Posted by: chuck | May 17, 2007 8:35:16 AM

Being an intellectual lightweight, I'm not prepared to get into a discussion of the legalities or illegalities of the situation. I do, however, appreciate all (and I mean all) of what the internet has to offer to anyone and everyone. Whether for good or ill, I think that the Library of Alexandria has been revived and is better than ever.
Any knowledge that is out there is now available to everyone. How it's used and how it's taken advantage of is a cultural thing. Maybe that fact alone can point us to bettering ourselves as a civilization. Maybe if we see our dirty laundry flapping in the breeze we'll do something about it.

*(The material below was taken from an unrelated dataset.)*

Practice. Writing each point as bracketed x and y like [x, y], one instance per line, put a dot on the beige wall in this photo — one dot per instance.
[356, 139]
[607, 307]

Posted by: Andy | May 17, 2007 10:23:27 AM

It's fascinating how technology changes law and our very concepts of our world. Before printing became commonplace, and even for quite a while after, there was no such thing as "copyright," nor even a clear concept of how a piece of work could belong to its creator.

Now we're questioning whether a computer-interpreted phone line or satellite link that displays a lower pixel version of an electronic image that's computer code interpreted by a personal computer and electronically put together on a visual monitor is a copyright offense. Weird.

Posted by: Alden Loveshade | May 17, 2007 12:27:49 PM

I don't view the internet as a "disruptive" technology. I have been using it for 11 years, and it gets better all the time. There really is nothing like having the worlds largest encyclopedia at your finger tips. I know that some people use the internet for harm, but isn't that how everything can be? If this is what "disruptive" technology looks like, well, keep it coming.